In the text of the final rule issued by the National Highway Traffic Safety Administration (NHTSA) this past February, the government said it would respond to a comment that was submitted by Ford “regarding the legality of equipping certain vehicles used for security purposes with a means of turning off the required pedestrian alert sound.” In other words, Ford told the government it plans to comply with the rule, but wanted to know if it was possible to give law enforcement an “off switch.”
Ford has created specific safety features for its law enforcement vehicles in the past, and it outfits these cars and SUVs in special ways so that they’re better suited for the needs of police or security services around the country. The company declined to comment on specifics of how police and security forces could or would benefit from this feature, saying only that it will “meet the requirements of this rule.” Equipping new law enforcement cars with a way to switch off the mandatory noise would presumably allow the cars to remain quiet in situations where officers don’t want to give away their location, like when they try to approach or apprehend a suspect.
The NHTSA never actually answers Ford’s question about the legality of an off switch in the rule, though. In fact, the text that references Ford’s request was “inadvertently left in,” a representative for the NHTSA tells The Verge. Ford submitted its request after the public comment period ended (in October 2015), and the NHTSA says it ultimately decided that “addressing the late comment would delay issuing the notice.” That Ford’s request was mentioned at all was actually a mistake.

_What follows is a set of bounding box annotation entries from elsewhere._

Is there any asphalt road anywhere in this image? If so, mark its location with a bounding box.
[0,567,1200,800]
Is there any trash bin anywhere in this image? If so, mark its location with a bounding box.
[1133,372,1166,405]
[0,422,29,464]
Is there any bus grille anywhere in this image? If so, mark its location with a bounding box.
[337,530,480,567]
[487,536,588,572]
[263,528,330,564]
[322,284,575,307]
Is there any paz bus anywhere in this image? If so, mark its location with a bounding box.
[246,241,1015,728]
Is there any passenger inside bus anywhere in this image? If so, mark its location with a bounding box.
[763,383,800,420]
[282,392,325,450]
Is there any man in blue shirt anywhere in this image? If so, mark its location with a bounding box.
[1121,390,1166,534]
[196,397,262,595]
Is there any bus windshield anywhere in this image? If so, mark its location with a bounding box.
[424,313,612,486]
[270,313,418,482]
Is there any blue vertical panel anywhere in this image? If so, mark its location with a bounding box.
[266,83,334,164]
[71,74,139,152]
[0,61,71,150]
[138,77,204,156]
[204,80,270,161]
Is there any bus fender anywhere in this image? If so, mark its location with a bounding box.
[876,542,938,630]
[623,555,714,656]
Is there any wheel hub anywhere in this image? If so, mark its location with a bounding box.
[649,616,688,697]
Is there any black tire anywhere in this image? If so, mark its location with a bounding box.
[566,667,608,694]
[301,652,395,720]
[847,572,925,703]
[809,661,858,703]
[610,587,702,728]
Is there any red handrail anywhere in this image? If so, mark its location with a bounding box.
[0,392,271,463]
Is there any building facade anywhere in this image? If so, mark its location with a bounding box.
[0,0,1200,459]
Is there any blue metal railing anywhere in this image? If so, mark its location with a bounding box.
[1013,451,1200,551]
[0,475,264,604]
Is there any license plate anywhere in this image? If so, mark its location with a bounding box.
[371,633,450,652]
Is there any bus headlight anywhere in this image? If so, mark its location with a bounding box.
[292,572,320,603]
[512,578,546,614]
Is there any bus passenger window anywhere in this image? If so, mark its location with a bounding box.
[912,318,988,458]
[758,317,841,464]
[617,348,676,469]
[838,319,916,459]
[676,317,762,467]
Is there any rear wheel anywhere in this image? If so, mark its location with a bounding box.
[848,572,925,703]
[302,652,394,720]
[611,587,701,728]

The nature and breadth of Ford’s inquiry about silent cop cars, including where the idea originated from, is unclear because the company requested that the full text be redacted because it contains “confidential and proprietary” information, according to a Ford spokesperson. That request is still pending, according to the NHTSA, so the full comment will remain redacted until the review is complete.
While an off switch might benefit law enforcement in certain situations, the government believes the mandatory noise will help keep pedestrians safe. A study performed by the NHTSA in the run-up to the rulemaking discovered hybrid vehicles were involved in crashes with pedestrians 1.18 times more than cars with internal combustion engines. The agency estimates that artificial noise at low speeds could prevent 2,400 injuries every year. Ford’s hybrid Interceptor police SUV makes up more than half of the market alone, and the rise in SUV sales over the last few years was recently linked to an increase in pedestrian deaths.
The two biggest companies chasing Ford in this market are GM and Fiat Chrysler of America. FCA declined to comment on future plans for its special service vehicles. GM did not respond in time for publish.